Le quotidien conservateur croit néanmoins savoir qu’il “envisagerait de séparer l’aide à l’Ukraine (60 milliards) de l’aide à Israël (10 milliards), afin que les législateurs puissent voter sur chaque élément séparément”, et ainsi maximiser leur chance de passage, une fois écartés les extrémistes de chaque camp. Johnson a en outre “lancé publiquement quelques propositions qui pourraient attirer quelques voix supplémentaires ici ou là : convertir une partie de l’aide ukrainienne en prêt, confisquer les actifs russes saisis pour financer la reconstruction de l’Ukraine, ou encore lever le moratoire de l’administration Biden sur les nouveaux projets d’exportation de gaz naturel liquéfié”.

Aucune de ces conditions n’est judicieuse”, cingle le New York Times, qui estime cependant que les législateurs modérés des deux partis “ont raison de rechercher un compromis raisonnable”, afin de contrer la menace des élus républicains les plus radicaux. Parmi eux, Marjorie Taylor Greene, qui a promis de lancer une procédure de destitution si Johnson osait aider l’Ukraine.

Les plans “secrets” de Donald Trump pour l’Ukraine

Le Washington Post tente pour sa part d’y voir plus clair dans les projets “secrets” de Donald Trump pour l’Ukraine, si d’aventure il revenait à la Maison-Blanche. Et selon des confidences de proches obtenues sous couvert d’anonymat, son idée “consisterait à pousser l’Ukraine à céder la Crimée et la région frontalière du Donbass à la Russie”. S’il n’a pas assumé cette position – pourtant sans surprise – publiquement, Trump déclare “en privé” que la Russie et l’Ukraine “veulent sauver la face”, et seraient prêts à un tel compromis.

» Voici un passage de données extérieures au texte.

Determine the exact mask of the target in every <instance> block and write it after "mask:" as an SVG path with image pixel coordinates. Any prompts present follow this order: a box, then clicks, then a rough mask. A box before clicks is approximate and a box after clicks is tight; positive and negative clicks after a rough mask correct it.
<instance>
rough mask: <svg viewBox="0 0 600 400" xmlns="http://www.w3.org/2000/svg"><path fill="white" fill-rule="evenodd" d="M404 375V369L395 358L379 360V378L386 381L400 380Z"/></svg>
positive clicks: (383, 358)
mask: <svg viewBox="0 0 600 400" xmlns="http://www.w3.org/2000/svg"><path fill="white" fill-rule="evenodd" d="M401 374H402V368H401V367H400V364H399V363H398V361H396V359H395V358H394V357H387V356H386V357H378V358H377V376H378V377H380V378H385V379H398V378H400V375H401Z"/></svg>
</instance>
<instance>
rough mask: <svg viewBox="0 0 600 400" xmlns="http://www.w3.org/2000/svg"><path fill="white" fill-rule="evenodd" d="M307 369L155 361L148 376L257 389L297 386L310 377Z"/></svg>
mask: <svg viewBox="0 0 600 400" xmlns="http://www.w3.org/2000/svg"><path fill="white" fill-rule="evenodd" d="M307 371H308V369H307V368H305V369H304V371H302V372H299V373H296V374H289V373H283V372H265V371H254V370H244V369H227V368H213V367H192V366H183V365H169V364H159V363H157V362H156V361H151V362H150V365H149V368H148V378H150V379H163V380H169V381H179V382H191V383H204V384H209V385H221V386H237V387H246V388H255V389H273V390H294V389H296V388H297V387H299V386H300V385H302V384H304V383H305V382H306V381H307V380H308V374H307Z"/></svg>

Le candidat républicain s’est largement vanté d’être en mesure de négocier un accord de paix “dans les vingt-quatre heures suivant son élection”, avant même de prendre ses fonctions. Mais il a jusqu’à présent refusé de préciser comment, et son équipe de campagne n’a pas souhaité répondre aux questions du Washington Post, préférant maintenir une certaine ambiguïté. Au sein de son entourage, certains tentent de le dissuader d’ouvrir la porte à ce genre de concessions, comme le sénateur de Caroline du Sud Lindsey Graham, qui, dit-il, “passe 100 % de [son] temps à parler de l’Ukraine avec Trump” pour le convaincre que Poutine “doit payer un prix et ne peut pas gagner à la fin”.

D’autres au contraire l’encouragent, comme Michael Whatley, le nouveau président du Comité national républicain (RNC), qu’il a lui-même choisi et qui a mis dans le même sac l’Ukraine, la Chine et l’Iran, en évoquant les adversaires “agressifs” des États-Unis dans une interview dimanche sur Fox News. Choqué, le président républicain de la Commission du renseignement de la Chambre des représentants, Mike Turner, répondant aux questions de Jake Tapper sur CNN, a admis que la propagande russe avait “infecté” une partie de son camp.